Senin, 30 Juni 2014

Bukannya Tak Suka Marawis dan Qasidah


Aku bukannya tak suka mendengar tetabuhan dari pesantren sebelah. Mereka tengah berupaya meningkatkan spiritualitas dirinya melalui musik. Puji-pujian terhadap Rasul kian dilantunkan dengan diiringi musik sejenis marawis dan qasidah. Sama seperti manusia yang gemar menapaki lembah pegunungan, menyelam jauh ke dasar samudera, dan berada di atap puncak gunung tertinggi seperti Mahameru dan Ciremai. Sebagian dari mereka merasa dekat dan semakin mengenal Tuhannya. 

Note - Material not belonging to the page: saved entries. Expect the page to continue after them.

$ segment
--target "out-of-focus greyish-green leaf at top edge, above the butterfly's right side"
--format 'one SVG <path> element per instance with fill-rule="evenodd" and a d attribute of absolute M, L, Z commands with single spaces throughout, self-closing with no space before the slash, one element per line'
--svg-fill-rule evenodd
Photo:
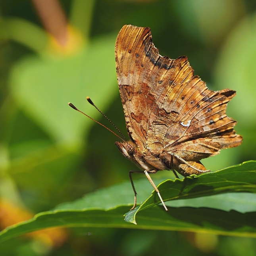
<path fill-rule="evenodd" d="M 174 8 L 178 14 L 185 35 L 208 46 L 218 44 L 245 11 L 242 1 L 232 0 L 181 0 L 170 1 L 170 4 L 171 10 Z"/>

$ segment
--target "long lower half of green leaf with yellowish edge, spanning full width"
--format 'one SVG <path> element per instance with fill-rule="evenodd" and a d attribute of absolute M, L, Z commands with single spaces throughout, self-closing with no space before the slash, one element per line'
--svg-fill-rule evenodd
<path fill-rule="evenodd" d="M 161 206 L 143 211 L 137 217 L 138 225 L 123 221 L 123 213 L 129 207 L 119 206 L 111 210 L 55 210 L 37 214 L 0 232 L 0 241 L 49 227 L 115 227 L 155 230 L 211 232 L 221 235 L 256 237 L 256 212 L 225 212 L 211 208 L 169 208 Z"/>

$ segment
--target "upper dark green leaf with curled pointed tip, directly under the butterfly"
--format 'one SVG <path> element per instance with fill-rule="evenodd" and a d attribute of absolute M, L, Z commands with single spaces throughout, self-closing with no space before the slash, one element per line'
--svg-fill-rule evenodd
<path fill-rule="evenodd" d="M 227 192 L 256 193 L 256 161 L 248 161 L 211 173 L 191 175 L 182 181 L 168 179 L 158 186 L 164 201 L 210 196 Z M 159 204 L 158 194 L 151 196 L 136 210 L 126 214 L 125 221 L 136 224 L 137 212 Z"/>

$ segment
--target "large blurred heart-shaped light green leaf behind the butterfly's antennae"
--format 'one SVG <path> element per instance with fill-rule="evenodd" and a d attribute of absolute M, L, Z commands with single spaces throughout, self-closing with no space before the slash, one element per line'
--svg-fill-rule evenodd
<path fill-rule="evenodd" d="M 17 104 L 56 141 L 68 146 L 82 143 L 85 125 L 92 121 L 72 110 L 90 96 L 104 110 L 118 92 L 115 85 L 115 36 L 94 40 L 75 56 L 54 60 L 31 57 L 15 65 L 11 92 Z M 89 104 L 87 114 L 98 114 Z M 89 129 L 87 129 L 88 131 Z"/>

Telinga ini seolah dimanjakan ketika mendengar Rindu Rasul dan Sajadah Panjang, puisi karya Taufik Ismail yang kemudian dimusikalisasi oleh Bimbo. Musik yang bertema agama ini tak hanya menjadi seni, lirik dan nadanya mampu menyentuh kehidupan spiritual yang paling dalam dari seorang manusia. Tak jarang seseorang menitikkan air mata kala mendengar lagu tersebut. 

Beberapa waktu yang lalu, setelah berbuka puasa, aku berbincang dengan Pungkit Wijaya, seorang penyair dari UIN Bandung. Baru-baru ini ia menjadi ketua Lesbumi Bandung Timur. Lesbumi adalah badan di bawah naungan Nahdlatul Ulama yang bergerak di bidang kesenian. Ia juga sependapat kalau musik dalam Islam tidak harus identik dengan qasidah dan marawis, harusnya kualitas seni yang terkandung lebih dari itu. “Agar lebih maju dan modern,” ia bilang. 

Lagi-lagi aku bukannya tak suka mendengar tetabuhan dari pesantren sebelah. Musik yang dimainkan dengan rebana itu belum menculik perhatian telingaku. Apalagi dimainkan di waktu panas terik matahari. 

Aku sering dengar lagu George Harrison, salah satu punggawa The Beatles. Judul lagunya My Sweet Lord. Aku suka lagunya, cara George mengemas lagu yang merupakan puji-pujian terhadap Tuhan amat menarik, padahal puji-pujian tersebut bukan untuk Tuhan dari agamaku. Suasana musik folk kental dalam lagu tersebut. 

Telingaku sempat akrab dengan musik yang disajikan Raihan, Snada, Hijaz, dan para musisi nasyid lainnya. Tapi sepertinya gaung nasyid sekarang agak redup. Dulu lagu-lagu nasyid sering disiarkan di televisi, tapi sekarang tidak. Mungkin karena tidak laku. Lagu-lagu yang mereka ramu cukup asyik. Banyak dari lagu mereka yang aku suka dan ingat sampai sekarang.

Aku bukannya tak suka mendengar tetabuhan dari pesantren sebelah. Coba saja kesenian di pendidikan keagamaan seperti pesantren memacu para santri agar lebih kreatif dalam berkesenian. Karya yang dihasilkan akan tidak melulu marawis dan qasidah. Bisa saja dipadukan dengan iringan harmonika, gitar, atau saxophone yang kental dengan irama blues, jazz, atau folk. Pasti orang-orang akan suka. Para santri juga akan dipacu kreatifitasnya untuk berdakwah dan meningkatkan spiritualitas seseorang lewat seni.